CDI Strategies - Volume 19, Issue 21

Medicare utilization of CPT critical care code 99291 (Critical care, evaluation and management of the critically ill or critically injured patient; first 30-74 minutes) and the add-on code 99292 ( … ; each additional 30 minutes) jumped higher during the pandemic years, according to JustCoding.

However, that bump has subsided, and a review of 10 years of progress in critical care utilization suggests the codes have swiftly adjusted to pre-COVID levels.

Looking at the much-more-used 99291 code, there was a slight upward curve from 2014 to 2019 with an increase of 8.6%, from 5.7 million to 6.2 million claims.

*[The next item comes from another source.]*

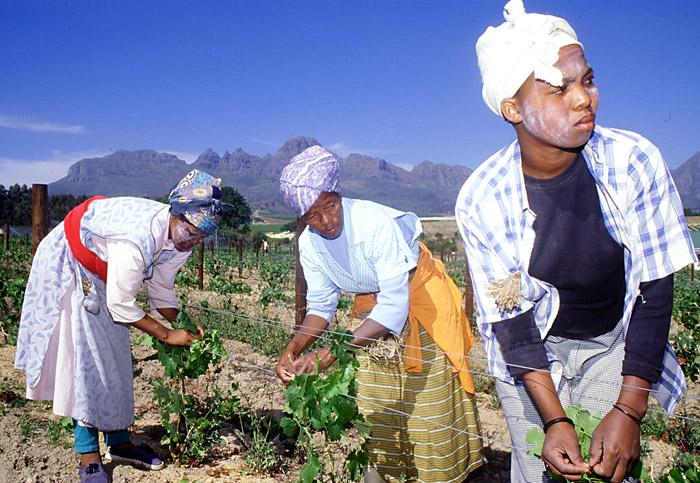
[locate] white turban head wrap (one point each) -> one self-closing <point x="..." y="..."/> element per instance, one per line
<point x="307" y="175"/>
<point x="524" y="44"/>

But in 2020, when the public health emergency was declared and many services took a hit, utilization zoomed to 6.5 million, a nearly 6% gain in one year.

The decline from there has been swift, with utilization decreasing to 5.9 million claims in 2023 (the most recent year of available Medicare claims data), marking a three-year fall of 9.7%. This leaves utilization only about 200,000 over 2014’s totals and a little under the six million reached in 2017. The regression of 99292 is even more marked: from 561,977 in 2014 to 647,333 in 2020, a rise of 15%, and a drop to 449,751 in 2023, nearly 31% down from the peak.

Changes in denial rates are traditionally modest for these codes. This remains true especially for 99291, stuck at 5% for five years running.

The specialists with the most critical care code claims in 2023 were emergency medicine, with 1.7 million, or 29%, of all 99291 claims and 84,271, or 19%, of all 99292 claims. Not far behind were pulmonologists (18% and 16%) and critical care intensivists (12% and 17%).